On Behalf of | Dec 22, 2021 | Uncategorized |

One of the most common fertility problems among women in California is Polycystic Ovary Syndrome (PCOS). While women who have this disease can still get pregnant, the condition can still impair their fertility and also brings the chance of other associated health risks.

PCOS can be tough to diagnose

About 6% to 12% of reproductive-age women have PCOS, but many more remain undiagnosed. Symptoms differ from person to person, but to make a diagnosis that indicates you have this condition affecting your fertility, you must have the following three symptoms:

  • Absent or irregular periods totaling fewer than eight per year
  • Acne and hair on the upper lip, chin, nipples or lower abdomen
  • An ultrasound shows multiple small cysts on the ovaries

Other diseases, like those affecting hormone-producing sites in the body, including the thyroid, pituitary or adrenal gland, can cause irregular periods, which is another reason why PCOS is so difficult to treat. In addition, if you have PCOS, you are at a greater risk for developing metabolic conditions like type 2 diabetes and heart diseases, as well as uterine cancer.

Managing PCOS

You cannot cure PCOS, but you can manage it. Among the treatments are birth control pills to help smooth out hormonal fluctuations, taking metformin to regulate insulin sensitivity and restore ovulation, and increasing your intake of vegetables, lean proteins and plant-based fats, along with increasing exercise, can help improve PCOS. Weight-loss surgery also improves fertility in seriously overweight women who have the condition.

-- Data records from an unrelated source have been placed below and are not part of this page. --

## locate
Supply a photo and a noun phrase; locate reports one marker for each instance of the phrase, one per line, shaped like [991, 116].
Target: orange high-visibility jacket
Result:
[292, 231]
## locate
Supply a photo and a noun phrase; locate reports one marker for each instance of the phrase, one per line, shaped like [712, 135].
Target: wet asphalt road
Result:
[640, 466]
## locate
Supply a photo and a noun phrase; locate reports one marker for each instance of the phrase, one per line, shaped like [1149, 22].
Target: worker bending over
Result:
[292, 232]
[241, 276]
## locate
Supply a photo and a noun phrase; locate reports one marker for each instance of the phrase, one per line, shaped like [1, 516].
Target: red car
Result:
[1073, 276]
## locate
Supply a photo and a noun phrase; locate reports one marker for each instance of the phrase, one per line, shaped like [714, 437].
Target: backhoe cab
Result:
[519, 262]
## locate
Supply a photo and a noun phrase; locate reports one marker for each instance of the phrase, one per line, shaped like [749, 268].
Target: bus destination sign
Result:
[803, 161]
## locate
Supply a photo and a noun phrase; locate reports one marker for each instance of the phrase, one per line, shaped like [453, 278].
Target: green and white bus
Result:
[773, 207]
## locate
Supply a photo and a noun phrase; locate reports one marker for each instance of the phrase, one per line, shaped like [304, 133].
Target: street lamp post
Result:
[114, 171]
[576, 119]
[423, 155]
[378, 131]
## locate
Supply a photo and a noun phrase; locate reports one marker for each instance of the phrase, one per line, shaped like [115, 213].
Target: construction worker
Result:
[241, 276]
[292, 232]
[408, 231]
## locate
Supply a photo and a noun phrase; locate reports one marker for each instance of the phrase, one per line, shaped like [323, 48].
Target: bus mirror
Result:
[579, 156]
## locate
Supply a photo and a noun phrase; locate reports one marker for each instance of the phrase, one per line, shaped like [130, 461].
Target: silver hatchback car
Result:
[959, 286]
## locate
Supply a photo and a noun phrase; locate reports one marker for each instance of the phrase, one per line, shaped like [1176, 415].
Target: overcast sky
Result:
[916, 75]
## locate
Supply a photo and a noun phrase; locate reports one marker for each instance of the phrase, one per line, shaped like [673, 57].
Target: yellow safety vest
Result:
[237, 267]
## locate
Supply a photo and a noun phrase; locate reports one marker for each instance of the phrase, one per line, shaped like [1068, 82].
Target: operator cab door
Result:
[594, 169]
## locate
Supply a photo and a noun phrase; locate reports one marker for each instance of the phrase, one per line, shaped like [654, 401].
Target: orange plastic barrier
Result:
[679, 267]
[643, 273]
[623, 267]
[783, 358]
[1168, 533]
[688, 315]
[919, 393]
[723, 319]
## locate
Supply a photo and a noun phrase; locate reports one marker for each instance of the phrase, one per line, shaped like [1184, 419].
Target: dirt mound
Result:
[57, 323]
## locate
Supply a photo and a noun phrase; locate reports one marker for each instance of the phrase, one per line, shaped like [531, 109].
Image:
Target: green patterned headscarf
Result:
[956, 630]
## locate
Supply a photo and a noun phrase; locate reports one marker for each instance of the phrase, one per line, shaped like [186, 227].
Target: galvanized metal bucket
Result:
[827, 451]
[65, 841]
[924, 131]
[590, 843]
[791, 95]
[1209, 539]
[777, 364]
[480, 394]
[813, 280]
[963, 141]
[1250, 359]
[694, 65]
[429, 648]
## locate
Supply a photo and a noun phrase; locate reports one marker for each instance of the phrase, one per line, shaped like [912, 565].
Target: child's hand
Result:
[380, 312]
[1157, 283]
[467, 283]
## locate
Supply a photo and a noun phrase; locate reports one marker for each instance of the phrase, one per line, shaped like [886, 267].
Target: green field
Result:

What if I can’t get pregnant naturally?

You don’t necessarily need to take fertility drugs if you can’t get pregnant, but your gynecologist may prescribe Clomid or Femara to help you ovulate. Nevertheless, the older you get, the less likely that you will be able to have a child without help, such as egg donation or surrogacy.

Thanks to today’s technology, you have a variety of choices to become parents. Exploring your options in the wake of decreased fertility will allow you to find the pathway that best works for you and your partner.